Agnès se retourna et fixa sa fille, se rendait-elle compte que Julie y échappait depuis un moment :

— Quand c’est nécessaire, bien sûr, une bonne fessée déculottée remet les idées en place. Mais pourquoi me poses-tu toutes ces questions ?

Les joues de Julie avaient la même couleur que les fesses de Caroline le matin-même. Elle n’osait pas regarder sa mère, mais le moment fatidique était arrivé un peu plus vite que prévu :

— Euh, eh bien justement, on en a parlé avec Cécile et on ne comprend pas pourquoi tu as arrêté de me la donner.

Un grand sourire illumina le visage d’Agnès :

— C’est donc ça ? Ça te manque tellement ?

— Non, enfin…

Agnès fixait Julie qui ne levait pas les yeux :

— Si tu as quelque chose à me dire, il faudrait mieux que tu te dépêches !!

Julie reconnut immédiatement le ton de sa mère quand l’orage grondait au-dessus de ses fesses. Redevenue une grande fille devant sa maman sévère malgré ses quarante-cinq ans, elle leva enfin les yeux et essaya de parler distinctement. Oh que c’était difficile à dire :

— J’ai parlé avec Cécile et pour tout dire, depuis vingt-trois ans que tu ne m’as pas corrigée, j’ai dû souvent la mériter.

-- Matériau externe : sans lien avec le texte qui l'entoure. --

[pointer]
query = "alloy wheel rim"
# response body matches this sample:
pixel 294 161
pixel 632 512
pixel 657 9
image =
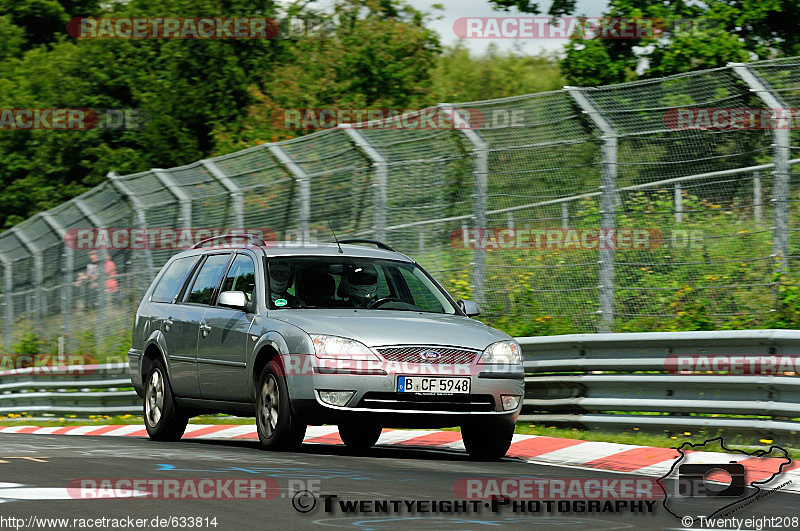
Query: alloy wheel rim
pixel 270 399
pixel 154 398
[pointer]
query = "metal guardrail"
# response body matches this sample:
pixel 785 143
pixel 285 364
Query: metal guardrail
pixel 584 380
pixel 77 389
pixel 601 380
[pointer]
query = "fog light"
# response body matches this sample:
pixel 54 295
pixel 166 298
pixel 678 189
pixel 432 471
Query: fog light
pixel 510 402
pixel 336 398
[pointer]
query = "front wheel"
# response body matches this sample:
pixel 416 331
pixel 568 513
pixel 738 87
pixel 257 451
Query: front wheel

Agnès souriait en voyant les efforts de sa grande fille :

— Ça c’est sûr !! Et à bien y réfléchir, je me demande maintenant pourquoi tes fesses n’ont pas pris l’air depuis tout ce temps. Quelle est donc ta conclusion ma chérie ?

Julie avait commencé, il lui restait le plus compliqué à dire, ce que Cécile avait exigé d’elle, réclamer sa fessée déculottée.

Elle fixa sa mère :

— Euh…

— Oui ??

— Je crois que je mérite une bonne fessée déculottée maman.

Agnès se mit à rire :

— Eh bien, ça a été un peu difficile à sortir ma grande, mais je suis d’accord avec toi. Et quoi de mieux qu’une bonne déculottée en apéritif. Viens un peu là.

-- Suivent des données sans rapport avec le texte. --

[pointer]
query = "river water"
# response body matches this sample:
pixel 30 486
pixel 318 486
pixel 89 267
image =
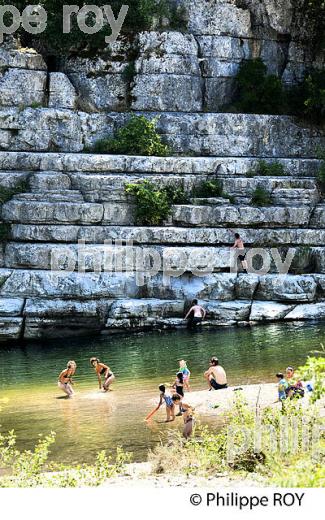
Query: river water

Julie eu un frisson en voyant sa mère s’installer sur la chaise à fessée, celle qu’elle avait remarqué tout à l’heure, elle n’avait jamais mieux porté son nom.

Elle s’approcha, les yeux baissés, en un clin d’œil tout venait de refaire surface, Agnès ne perdit pas de temps, saisissant la main de Julie, elle la bascula en travers de ses cuisses, la jupe vola sur les reins. Depuis que Cécile lui avait administré une fessée, elle avait abandonné les collants et aujourd’hui elle avait opté pour des bas classiques maintenu par un porte-jarretelles blanc. Sa culotte blanche également couvrait bien son large derrière, Agnès était ravie d’avoir ce fessier à sa disposition, elle lissa la culotte :

— Très joli dessous ma chérie, je vois que tu n’as pas cédé à cette mode horrible des collants. Je ne me rappelais plus que tu avais une aussi bonne paire de fesses, c’est confortable pour s’asseoir et il y a de la place pour une bonne déculottée.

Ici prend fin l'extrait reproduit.